Main Branch: Connected to the production workspace. Only receives changes through approved pull requests from the development branch. This ensures all production changes are reviewed and tested.
Feature Branches: For significant changes (new data pipeline, major model redesign), create a feature branch. Developers work in isolation, then submit a pull request to merge back to development when ready.
Pull Request Workflow
Pull requests enable code review for analytics artifacts:
- Developer commits changes to the development branch
- Developer creates a pull request from development to main
- Reviewer examines the changes (DAX measures, pipeline logic, notebook code)
- Reviewer approves or requests changes
- After approval, changes merge to main
- Production workspace syncs from main, deploying the reviewed changes
This workflow catches errors before they reach production: mistyped DAX formulas, broken relationships, incorrect pipeline configurations.
Conflict Resolution
When multiple developers modify the same artifact, Git detects conflicts during pull requests. Fabric provides conflict resolution tools:
- Accept theirs: Use the incoming change
- Accept yours: Keep the current version
- Manual merge: For complex conflicts, resolve by editing the artifact definition
To minimize conflicts, establish clear ownership: assign specific notebooks, pipelines, or model areas to individual team members.
Best Practices
- Commit frequently: Small, focused commits are easier to review and roll back than large batches
- Write meaningful commit messages: Describe what changed and why, not just "updated notebook"
- Use branch protection: Require pull request reviews before merging to main
- Separate environments: Connect development, test, and production workspaces to different branches
- Do not store secrets: Never commit API keys, passwords, or connection strings to Git. Use Fabric environment variables instead
- Test before merging: Validate changes in the development workspace before creating pull requests
- Document conventions: Write a CONTRIBUTING guide explaining your team's branching strategy, naming conventions, and review process
Limitations to Be Aware Of
- Large semantic models with many measures can produce verbose diffs that are hard to review
- Some workspace settings (capacity, permissions) are not tracked in Git
- Initial sync for workspaces with many artifacts can take several minutes
- Git integration does not replace deployment pipelines for data movement between environments
Related Resources
Frequently Asked Questions
Which Git providers does Microsoft Fabric support?
Microsoft Fabric supports Azure DevOps (Azure Repos) and GitHub for Git integration.
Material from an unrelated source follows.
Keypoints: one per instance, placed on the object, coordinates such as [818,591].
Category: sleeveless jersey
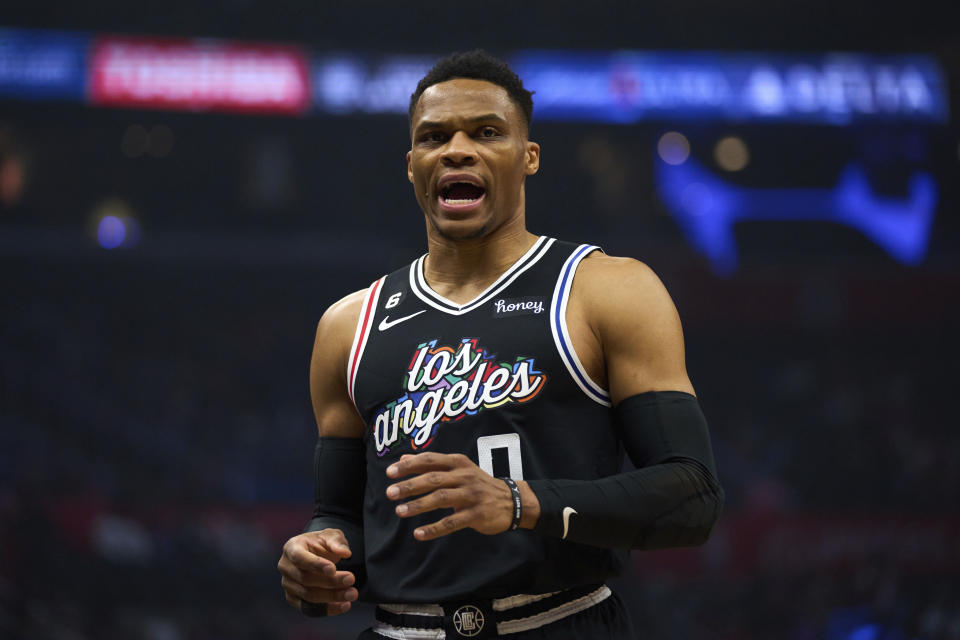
[497,380]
Both providers offer full functionality including branching, pull requests, and branch protection rules. Azure DevOps is more common in enterprise environments with existing Microsoft tooling, while GitHub is popular for teams using open-source workflows.
Does Git integration store my actual data in the repository?
No. Git integration stores artifact definitions and metadata (notebook code, pipeline configurations, semantic model schemas, report layouts) but not actual data. Your data remains in OneLake, warehouses, and other Fabric storage. This keeps repositories lightweight and avoids storing sensitive data in version control.
How do I handle environment-specific configurations between dev and production?
Use Fabric deployment pipelines alongside Git integration. Git manages code versioning and review, while deployment pipelines handle environment-specific configurations like connection strings, parameter values, and data source settings. Connect your dev workspace to a develop branch and production workspace to main, then use pull requests to promote reviewed changes.